Keep Doing the Same Thing Over and Over Until You Get a Different Result

Leila Allison

Image by christels from Pixabay 

4 thoughts on “The Cormorant and the Misophonyx: A Feeble Fable of the Fantasmagorical by Leila Allison”

  1. Jesus, what a sinister looking thug in the pic. Must’ve been raised by the Birdman of Alcatraz. My compliments.
    Anyway, here’s an example of why you should proof your stuff. Not ten seconds after I’d stated that all “Birds” are proper nouns like “Italian,” I small cased about a half dozen of them.
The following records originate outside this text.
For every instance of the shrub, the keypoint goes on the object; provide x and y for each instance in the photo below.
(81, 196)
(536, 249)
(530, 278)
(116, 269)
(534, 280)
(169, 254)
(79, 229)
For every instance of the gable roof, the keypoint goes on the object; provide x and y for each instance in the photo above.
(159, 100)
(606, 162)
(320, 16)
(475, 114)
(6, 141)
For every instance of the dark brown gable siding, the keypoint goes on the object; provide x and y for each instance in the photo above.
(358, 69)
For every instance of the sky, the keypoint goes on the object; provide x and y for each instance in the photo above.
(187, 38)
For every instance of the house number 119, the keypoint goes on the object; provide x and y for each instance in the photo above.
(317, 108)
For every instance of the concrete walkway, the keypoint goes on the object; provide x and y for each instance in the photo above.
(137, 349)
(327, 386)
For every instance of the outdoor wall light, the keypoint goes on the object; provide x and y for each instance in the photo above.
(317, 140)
Then thereafter it was fifty/fifty if I’d remember to do it.
    I should just go Hakuna Matata about my little errors, but I am not a Hakuna Matata sort of person.

    Like

  2. Hi Leila,
    In a past and happier life we lived in a flat by the harbour and we used to watch the Guillemots, they were very entertaining wee beasties. There was also a cormorant around as well who looked at them with scorn as he dried his wings.
    Thanks for that memory!!
    I continue to be in awe of all these stories.
    A brilliant example of such a simple few words lifting a line from funny to more so is the idea that bird musicals were ‘…all about shitting on people and their stuff.’
    The ‘and their stuff part’ really did make me smile.
    The old fables and fairytales that kids enjoy have one huge skill and that is to tell a totally bogus fact that the kid accepts. You have this same skill, you tell us what happens in this world you have created and we, as readers, ignore and dismiss logic and just go with it.
    All these stories have a quality about them that makes me truly believe that they all could be marketed in some form or another, whether it be books, a fantasy series or a film.
    Sadly, skill and originality and talent have got very little to do with being showcased where luck plays a huge part.
    Superb as usual!!
    Hugh

    (I hope I capitalised all your birds for you – Let me know if I’ve missed any.
    Hugh)

    Like

  3. When I did music therapy, the biggest challenge was the Misophonyx. Mine called himself “Sonny Period” and he could not sing. His words were interesting, though. Gordon had the right idea, build the musical around the cacophony. It would be tough to have misophonia at Charleston Bay.